W sytuacji, gdy w planie zaplanowany mamy wymagający akcent, a pogoda chce nam za wszelką cenę go uprzykrzyć, mamy kilka możliwości. Pierwsza z nich, to uważne śledzenie prognoz pogody i próba takiego dopasowania dni treningowych, by te ważniejsze jednostki realizować wtedy, kiedy warunki atmosferyczne będą najbardziej sprzyjające. Niestety, to rozwiązanie ma kilka wad. Pogoda może utrzymywać się kiepska przez dłuższy czas, a prognozy mają to do siebie, że… nie zawsze się sprawdzają.
Niektórzy mogą zasugerować zrealizowanie takiego treningu na bieżni mechanicznej, gdzie nie będzie przeszkadzał nam deszcz, śnieg, wiatr ani śliska nawierzchnia, pokryta lodem. To także dobry pomysł, jednak pod kilkoma warunkami. Przede wszystkim, warto mieć jakieś doświadczenie z bieżnią mechaniczną, kiedy chcemy na niej realizować mocniejszy trening. Po drugie, nie każdą jednostkę da się zrealizować na kręcącej się taśmie (np., gdy wymagane są gwałtowne zmiany temp). W końcu, po trzecie, nie każdy ma łatwy dostęp do bieżni mechanicznej lub siłowni, w której można z takowej skorzystać.
Ostatnie rozwiązanie, jakie nam pozostaje, to zrealizowanie treningu na zewnątrz, pomimo mniej sprzyjających warunków. Jednak w takiej sytuacji powinniśmy wziąć poprawkę na otoczenie i pogodę i odpowiednio dostosować planowaną jednostkę.

W przypadku biegania w śniegu, po śliskiej nawierzchni lub po błocie, powinniśmy pamiętać, że nie będziemy w stanie rozwijać takich samych prędkości, jak w sytuacji, kiedy biegalibyśmy na równej, płaskiej, asfaltowej nawierzchni. Dlatego na takich treningach nie warto kierować się bezdusznymi wskazaniami zegarka czy GPS-u, a słuchać swojego organizmu.

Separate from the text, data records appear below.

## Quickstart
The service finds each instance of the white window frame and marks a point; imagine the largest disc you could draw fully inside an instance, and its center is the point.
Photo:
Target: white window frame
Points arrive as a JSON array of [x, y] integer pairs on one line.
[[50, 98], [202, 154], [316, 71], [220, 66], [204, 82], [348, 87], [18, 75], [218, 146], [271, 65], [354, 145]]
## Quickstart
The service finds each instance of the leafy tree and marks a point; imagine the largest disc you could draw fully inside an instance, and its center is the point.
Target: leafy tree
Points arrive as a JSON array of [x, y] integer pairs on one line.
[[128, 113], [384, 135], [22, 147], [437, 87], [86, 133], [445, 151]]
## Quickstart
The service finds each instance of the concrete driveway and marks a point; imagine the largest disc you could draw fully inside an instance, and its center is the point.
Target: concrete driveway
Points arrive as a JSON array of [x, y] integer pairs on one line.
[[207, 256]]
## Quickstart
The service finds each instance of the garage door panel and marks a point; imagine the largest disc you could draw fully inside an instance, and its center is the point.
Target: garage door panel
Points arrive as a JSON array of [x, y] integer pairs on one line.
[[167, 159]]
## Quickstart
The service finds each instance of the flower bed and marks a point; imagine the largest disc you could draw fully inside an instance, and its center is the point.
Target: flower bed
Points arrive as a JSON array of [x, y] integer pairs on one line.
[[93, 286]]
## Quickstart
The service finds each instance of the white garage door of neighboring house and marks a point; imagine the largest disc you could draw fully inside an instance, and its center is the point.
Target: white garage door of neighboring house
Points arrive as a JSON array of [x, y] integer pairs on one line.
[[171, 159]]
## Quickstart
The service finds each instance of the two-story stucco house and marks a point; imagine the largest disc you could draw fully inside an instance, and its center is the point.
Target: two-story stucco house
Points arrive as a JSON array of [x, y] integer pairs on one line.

Najlepszym sposobem, by to zrobić, jest określić, np. w skali 1-10, jak trudną jednostkę mamy przed sobą, a następnie tak dobierać intensywność podczas treningu, by osiągać założony poziom zmęczenia. To może oznaczać, że czasami lepiej będzie nawet zostawić zegarek w domu, by jego wskazania nie wytrącały nas z równowagi i nie demotywowały do dalszego wysiłku. Warto także, zwłaszcza na początku, zachowywać ostrożność i biec nieco wolniej, gdyż wielu biegaczy ma tendencje do zbyt optymistycznego oceniania swojej dyspozycji i ruszania w za mocnym tempie, nie zważając na warunki.

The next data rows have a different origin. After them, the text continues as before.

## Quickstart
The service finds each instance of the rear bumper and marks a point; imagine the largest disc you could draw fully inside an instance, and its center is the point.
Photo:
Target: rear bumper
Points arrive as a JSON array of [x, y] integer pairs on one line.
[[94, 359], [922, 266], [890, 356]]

A co, jeśli okaże się, że pogoda jest tak zła, że wyjście na jakikolwiek trening wydaje się misją nie do wykonania? W takiej sytuacji najrozsądniejsze wydaje się odpuszczenie treningu i ewentualne wykonanie w domu jakiejś zastępczej jednostki. To może być dzień, w którym poświęcicie trochę więcej czasu na ćwiczenia sprawnościowe, rozciąganie, a może rolowanie bolących mięśni. Ba, nikt nam nie broni także całkiem odpuścić i wziąć sobie dnia wolnego. Czasami lepiej zupełnie nie zrealizować jakiegoś treningu, niż prosić się o kontuzję.